Posterior Evaluations:

fvgp.GP.posterior_mean()

fvgp.GP.posterior_covariance()

fvgp.GP.posterior_mean_grad()

fvgp.GP.posterior_covariance_grad()

fvgp.GP.joint_gp_prior()

fvgp.GP.joint_gp_prior_grad()

fvgp.GP.gp_entropy()

fvgp.GP.gp_entropy_grad()

fvgp.GP.gp_kl_div()

fvgp.GP.gp_mutual_information()

fvgp.GP.gp_total_correlation()

fvgp.GP.gp_relative_information_entropy()

fvgp.GP.gp_relative_information_entropy_set()

fvgp.GP.posterior_probability()

Validation Methods:

fvgp.GP.crps()

fvgp.GP.rmse()

fvgp.GP.make_2d_x_pred()

fvgp.GP.make_1d_x_pred()

fvgp.GP.log_likelihood()

fvgp.GP.test_log_likelihood_gradient()

property fvgp_x_data#: Multi-task input data including the output-index column, shape (N, D+1).

property fvgp_y_data#: Observed values in the multi-task (output-index-augmented) space, shape (N,).

property fvgp_noise_variances#: Point-wise noise variances in the multi-task space, shape (N,), or None.

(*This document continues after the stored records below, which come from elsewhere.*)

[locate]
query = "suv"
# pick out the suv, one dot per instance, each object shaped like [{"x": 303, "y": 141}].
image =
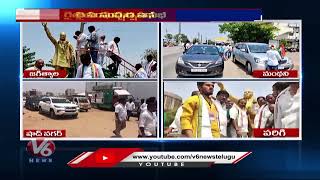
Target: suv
[
  {"x": 56, "y": 106},
  {"x": 254, "y": 57}
]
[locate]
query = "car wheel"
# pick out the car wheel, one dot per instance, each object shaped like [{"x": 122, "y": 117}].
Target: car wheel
[
  {"x": 249, "y": 68},
  {"x": 52, "y": 114}
]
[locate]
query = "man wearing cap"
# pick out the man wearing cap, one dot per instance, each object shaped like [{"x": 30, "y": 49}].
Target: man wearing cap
[
  {"x": 199, "y": 117},
  {"x": 64, "y": 55}
]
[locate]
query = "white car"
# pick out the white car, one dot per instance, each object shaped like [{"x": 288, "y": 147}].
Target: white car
[{"x": 56, "y": 106}]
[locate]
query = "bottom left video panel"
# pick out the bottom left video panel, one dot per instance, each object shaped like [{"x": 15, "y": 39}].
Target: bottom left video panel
[{"x": 77, "y": 110}]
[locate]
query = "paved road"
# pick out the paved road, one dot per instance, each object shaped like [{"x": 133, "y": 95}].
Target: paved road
[
  {"x": 231, "y": 70},
  {"x": 93, "y": 124}
]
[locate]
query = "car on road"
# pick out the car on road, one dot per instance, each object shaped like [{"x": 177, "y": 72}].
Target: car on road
[
  {"x": 254, "y": 57},
  {"x": 56, "y": 106},
  {"x": 200, "y": 60},
  {"x": 32, "y": 103}
]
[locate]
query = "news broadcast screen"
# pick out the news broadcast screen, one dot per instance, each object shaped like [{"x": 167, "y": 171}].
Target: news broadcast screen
[{"x": 156, "y": 92}]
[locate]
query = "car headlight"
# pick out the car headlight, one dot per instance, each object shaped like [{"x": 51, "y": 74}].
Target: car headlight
[
  {"x": 180, "y": 61},
  {"x": 257, "y": 60},
  {"x": 219, "y": 61}
]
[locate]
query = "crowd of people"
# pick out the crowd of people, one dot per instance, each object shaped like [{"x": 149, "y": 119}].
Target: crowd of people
[
  {"x": 89, "y": 59},
  {"x": 203, "y": 115},
  {"x": 147, "y": 117}
]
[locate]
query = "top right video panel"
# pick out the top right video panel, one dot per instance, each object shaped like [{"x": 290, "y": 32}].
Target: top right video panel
[{"x": 232, "y": 50}]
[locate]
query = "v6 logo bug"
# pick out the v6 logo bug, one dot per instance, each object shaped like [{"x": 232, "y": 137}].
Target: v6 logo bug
[{"x": 41, "y": 148}]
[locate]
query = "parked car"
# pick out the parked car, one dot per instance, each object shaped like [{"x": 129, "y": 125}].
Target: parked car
[
  {"x": 82, "y": 102},
  {"x": 254, "y": 57},
  {"x": 32, "y": 103},
  {"x": 56, "y": 106},
  {"x": 200, "y": 60}
]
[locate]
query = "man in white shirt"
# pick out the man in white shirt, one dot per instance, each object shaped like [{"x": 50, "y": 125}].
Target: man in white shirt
[
  {"x": 103, "y": 47},
  {"x": 273, "y": 58},
  {"x": 114, "y": 54},
  {"x": 88, "y": 69},
  {"x": 38, "y": 65},
  {"x": 141, "y": 73},
  {"x": 287, "y": 107},
  {"x": 220, "y": 103},
  {"x": 151, "y": 62},
  {"x": 148, "y": 119},
  {"x": 121, "y": 117},
  {"x": 130, "y": 106},
  {"x": 239, "y": 117}
]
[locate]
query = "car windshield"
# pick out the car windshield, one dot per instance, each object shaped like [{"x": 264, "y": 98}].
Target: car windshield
[
  {"x": 60, "y": 101},
  {"x": 83, "y": 100},
  {"x": 208, "y": 50},
  {"x": 261, "y": 48}
]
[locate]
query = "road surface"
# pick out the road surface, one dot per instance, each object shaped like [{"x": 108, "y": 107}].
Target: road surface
[
  {"x": 231, "y": 70},
  {"x": 93, "y": 124}
]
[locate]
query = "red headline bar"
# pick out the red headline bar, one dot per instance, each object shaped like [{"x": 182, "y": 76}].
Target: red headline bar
[
  {"x": 44, "y": 74},
  {"x": 276, "y": 132},
  {"x": 275, "y": 74},
  {"x": 32, "y": 133}
]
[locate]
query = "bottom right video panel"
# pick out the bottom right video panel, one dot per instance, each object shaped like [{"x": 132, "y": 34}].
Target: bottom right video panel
[{"x": 244, "y": 110}]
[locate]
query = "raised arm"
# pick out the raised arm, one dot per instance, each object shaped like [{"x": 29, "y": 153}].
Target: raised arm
[{"x": 46, "y": 29}]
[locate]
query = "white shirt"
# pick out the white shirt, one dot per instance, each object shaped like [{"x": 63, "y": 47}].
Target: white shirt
[
  {"x": 223, "y": 120},
  {"x": 82, "y": 41},
  {"x": 112, "y": 46},
  {"x": 143, "y": 107},
  {"x": 87, "y": 71},
  {"x": 262, "y": 116},
  {"x": 147, "y": 120},
  {"x": 122, "y": 112},
  {"x": 141, "y": 73},
  {"x": 241, "y": 118},
  {"x": 176, "y": 122},
  {"x": 130, "y": 106},
  {"x": 273, "y": 57},
  {"x": 287, "y": 110},
  {"x": 148, "y": 67}
]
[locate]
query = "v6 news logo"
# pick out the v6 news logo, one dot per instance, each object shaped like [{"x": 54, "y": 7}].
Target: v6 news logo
[{"x": 41, "y": 150}]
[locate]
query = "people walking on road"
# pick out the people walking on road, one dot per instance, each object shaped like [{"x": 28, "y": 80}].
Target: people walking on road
[
  {"x": 130, "y": 106},
  {"x": 121, "y": 117}
]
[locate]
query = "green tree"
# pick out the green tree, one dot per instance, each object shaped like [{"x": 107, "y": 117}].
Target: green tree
[
  {"x": 249, "y": 31},
  {"x": 28, "y": 57},
  {"x": 178, "y": 38},
  {"x": 168, "y": 36},
  {"x": 152, "y": 52}
]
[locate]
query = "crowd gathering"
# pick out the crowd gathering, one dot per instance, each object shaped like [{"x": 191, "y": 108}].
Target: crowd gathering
[
  {"x": 90, "y": 58},
  {"x": 147, "y": 117},
  {"x": 203, "y": 115}
]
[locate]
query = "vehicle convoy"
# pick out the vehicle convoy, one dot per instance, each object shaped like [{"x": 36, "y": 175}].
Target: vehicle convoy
[
  {"x": 105, "y": 97},
  {"x": 32, "y": 103},
  {"x": 56, "y": 106},
  {"x": 200, "y": 60},
  {"x": 82, "y": 102},
  {"x": 254, "y": 57}
]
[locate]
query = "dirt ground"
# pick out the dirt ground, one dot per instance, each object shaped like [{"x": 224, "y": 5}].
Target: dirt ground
[{"x": 92, "y": 124}]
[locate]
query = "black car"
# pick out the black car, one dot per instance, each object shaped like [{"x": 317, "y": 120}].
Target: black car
[
  {"x": 200, "y": 60},
  {"x": 32, "y": 103}
]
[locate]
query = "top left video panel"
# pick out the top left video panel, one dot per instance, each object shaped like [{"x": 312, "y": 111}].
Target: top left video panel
[{"x": 89, "y": 50}]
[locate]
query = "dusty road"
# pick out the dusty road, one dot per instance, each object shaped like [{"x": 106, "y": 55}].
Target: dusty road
[
  {"x": 231, "y": 70},
  {"x": 93, "y": 124}
]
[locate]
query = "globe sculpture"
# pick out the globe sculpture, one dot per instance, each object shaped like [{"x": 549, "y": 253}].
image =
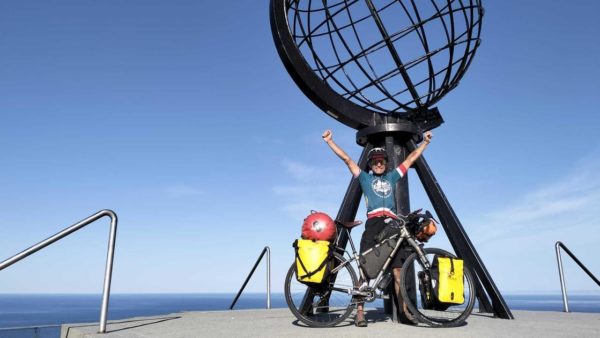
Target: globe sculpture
[
  {"x": 380, "y": 67},
  {"x": 360, "y": 59}
]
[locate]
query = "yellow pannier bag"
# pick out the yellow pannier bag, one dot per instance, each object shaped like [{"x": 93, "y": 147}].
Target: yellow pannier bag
[
  {"x": 313, "y": 260},
  {"x": 449, "y": 288}
]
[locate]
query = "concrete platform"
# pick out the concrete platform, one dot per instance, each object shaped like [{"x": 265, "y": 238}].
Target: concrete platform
[{"x": 281, "y": 323}]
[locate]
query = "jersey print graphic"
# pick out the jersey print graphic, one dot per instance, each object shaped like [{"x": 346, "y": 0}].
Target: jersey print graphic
[{"x": 381, "y": 187}]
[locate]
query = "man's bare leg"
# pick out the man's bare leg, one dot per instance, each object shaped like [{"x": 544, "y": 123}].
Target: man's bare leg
[
  {"x": 360, "y": 320},
  {"x": 406, "y": 316}
]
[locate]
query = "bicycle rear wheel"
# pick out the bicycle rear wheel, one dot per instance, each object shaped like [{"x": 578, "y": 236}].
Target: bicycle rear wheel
[
  {"x": 438, "y": 315},
  {"x": 324, "y": 305}
]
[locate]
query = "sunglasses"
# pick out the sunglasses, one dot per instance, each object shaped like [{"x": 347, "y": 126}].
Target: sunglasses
[{"x": 379, "y": 161}]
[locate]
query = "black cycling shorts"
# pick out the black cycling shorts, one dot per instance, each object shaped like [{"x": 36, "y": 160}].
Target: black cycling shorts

update_gp_data(x_new, y_new, noise_variances_new=None, append=True, rank_n_update=None)[source]#

This function updates the data in the gp object instance. The data will only be overwritten if append=False, otherwise the data will be appended. This is a change from earlier versions. Now, the default is not to overwrite the existing data.

Parameters:

x_new (np.ndarray or list) – The input point positions. Shape (V x Di), where Di is the fvgp.fvGP.input_set_dim. For multi-task GPs, the index set dimension = input space dimension + 1. If dealing with non-Euclidean inputs x_new should be a list, not a numpy array.
y_new (np.ndarray) – The values of the data points. Shape (V,No). It is possible that not every entry in x_new has all corresponding tasks available. In that case y_new may contain np.nan entries.
noise_variances_new (np.ndarray, optional) – A numpy array or list defining the uncertainties/noise in the y_data in form of a point-wise variance. Shape (V, No). If y_data has np.nan entries, the corresponding noise_variances have to be np.nan. Note: if no noise_variances are provided here, the noise_function callable will be used; if the callable is not provided, the noise variances will be set to abs(np.mean(y_data)) / 100.0. If noise covariances are required (correlated noise), make use of the noise_function. Only provide a noise function OR noise_variances, not both.
append (bool, optional) – Indication whether to append to or overwrite the existing dataset. Default = True. In the default case, data will be appended.
rank_n_update (bool, optional) – Indicates whether the GP marginal likelihood should be rank-n updated or recomputed. The default is rank_n_update=append, meaning if data is only appended, the rank_n_update will be performed.